The author differentiates between three components of motherhood to describe this criminalization process. The identity of mothers rests upon a judicial presumption of motherhood which insists on a thoughtful rejection of the motherhood status in cases of adolescent access to abortion and surrogacy. This presumption of motherhood allows courts to treat the needs of the child as indistinguishable from the needs of the mother. Differentiation between child and mother therefore is problematic and requires an intentionality which is not required for the mother-child relationship itself. The responsibilities of mothering identified through this analysis also speak to an idealized motherhood by emphasizing an expert-defined and legally-mandated emphasis on the "best interests of the children." These responsibilities include expectations in five areas: financial, nurturant, physical caretaking, relational, and moral. Mothers in custody, parental rights, divorce, and child support decisions are expected to respond to questions of their fitness by demonstrating their ability to meet their children's needs in these areas.

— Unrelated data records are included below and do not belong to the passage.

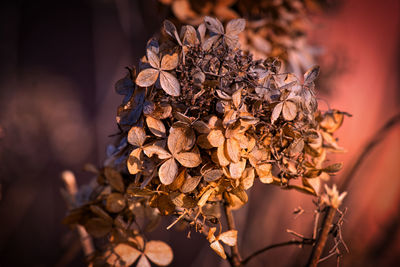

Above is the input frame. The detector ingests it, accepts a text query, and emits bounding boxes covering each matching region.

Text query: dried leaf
[207,130,225,147]
[144,240,174,266]
[271,102,283,124]
[136,254,151,267]
[128,126,146,147]
[203,169,223,182]
[128,148,143,176]
[114,243,142,266]
[304,66,320,86]
[226,19,246,35]
[147,49,160,69]
[210,240,226,260]
[229,159,246,179]
[282,100,297,121]
[158,158,178,185]
[136,68,160,87]
[159,71,181,96]
[146,117,167,138]
[322,162,343,173]
[225,138,240,162]
[175,152,201,168]
[85,218,112,238]
[106,193,125,213]
[143,145,172,159]
[181,175,201,193]
[218,230,237,247]
[161,53,179,70]
[204,16,225,34]
[104,167,125,193]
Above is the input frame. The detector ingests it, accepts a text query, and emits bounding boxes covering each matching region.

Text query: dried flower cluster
[66,17,344,266]
[159,0,324,75]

Finally, the author concludes that the development of a conceptualized private motherhood through the application of the privacy doctrine which has been applied to protect mothers in discrimination cases has facilitated the adoption of idealized standards in other cases involving mothers. Succinctly, the private motherhood protected by the privacy doctrine serves as the "ideal" comparison for the "real" public motherhood of the mothers brought before the court for evaluation. The cumulative nature of this applied ideological process is the criminalization of motherhood.